These are the key concepts you need to understand to accurately answer the question.

Alpha Decay
Radioactive decay is a fascinating process, and alpha decay is one important type. During alpha decay, an unstable nucleus releases an alpha particle. An alpha particle is similar to a helium nucleus, containing 2 protons and 2 neutrons. Let's consider the example of Plutonium-239. When it undergoes alpha decay, it emits an alpha particle, which reduces its mass number by 4 and its atomic number by 2. This means that after the decay, Plutonium-239 transforms into Uranium-235.
  • The original element is Plutonium (\(^{239}_{94}Pu\)).
  • After alpha decay, the element is Uranium (\(^{235}_{92}U\)).
It is crucial to remember that since alpha particles are quite massive, they do not penetrate materials deeply.
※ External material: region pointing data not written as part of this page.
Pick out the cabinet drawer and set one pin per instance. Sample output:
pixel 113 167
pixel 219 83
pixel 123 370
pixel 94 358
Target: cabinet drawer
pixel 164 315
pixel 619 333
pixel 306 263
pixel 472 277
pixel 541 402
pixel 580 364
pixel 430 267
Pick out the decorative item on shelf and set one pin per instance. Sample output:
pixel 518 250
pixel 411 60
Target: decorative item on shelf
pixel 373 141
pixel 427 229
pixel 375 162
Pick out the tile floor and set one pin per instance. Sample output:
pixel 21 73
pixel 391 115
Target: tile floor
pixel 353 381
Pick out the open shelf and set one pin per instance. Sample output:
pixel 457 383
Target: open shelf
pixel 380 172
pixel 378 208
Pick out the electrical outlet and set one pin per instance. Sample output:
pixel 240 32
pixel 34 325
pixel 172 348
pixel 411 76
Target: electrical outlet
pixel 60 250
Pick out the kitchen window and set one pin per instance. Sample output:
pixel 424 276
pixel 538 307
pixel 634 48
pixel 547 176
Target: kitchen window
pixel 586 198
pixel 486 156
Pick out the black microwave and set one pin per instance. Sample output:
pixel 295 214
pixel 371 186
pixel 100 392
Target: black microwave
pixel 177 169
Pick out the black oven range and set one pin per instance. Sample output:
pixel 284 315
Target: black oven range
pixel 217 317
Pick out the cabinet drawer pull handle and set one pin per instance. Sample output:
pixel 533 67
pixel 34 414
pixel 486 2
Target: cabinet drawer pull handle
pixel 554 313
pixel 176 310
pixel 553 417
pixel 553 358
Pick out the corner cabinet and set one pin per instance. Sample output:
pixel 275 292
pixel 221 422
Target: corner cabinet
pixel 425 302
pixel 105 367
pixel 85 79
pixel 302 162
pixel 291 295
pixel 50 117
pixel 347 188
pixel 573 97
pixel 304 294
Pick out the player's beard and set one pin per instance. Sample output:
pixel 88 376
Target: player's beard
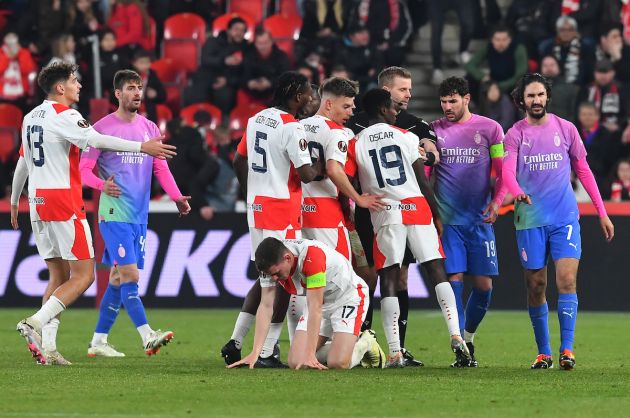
pixel 533 115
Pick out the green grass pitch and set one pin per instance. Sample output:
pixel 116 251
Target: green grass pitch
pixel 188 377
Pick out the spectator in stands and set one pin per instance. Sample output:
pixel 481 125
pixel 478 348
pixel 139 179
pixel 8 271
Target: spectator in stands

Thus, even a piece of paper or the outer layer of human skin can stop them.
Beta Minus Decay
Beta minus decay is another common form of radioactive decay. In this process, a neutron within the nucleus transforms into a proton. Along with this transformation, a beta particle, which is a fast-moving electron, is also emitted. This increases the atomic number of the element by 1 but keeps its mass number unchanged.
Using the example from the textbook of Sodium-24, during beta minus decay, Sodium transforms into Magnesium-24:
  • The original nuclide is Sodium (\(^{24}_{11}Na\)).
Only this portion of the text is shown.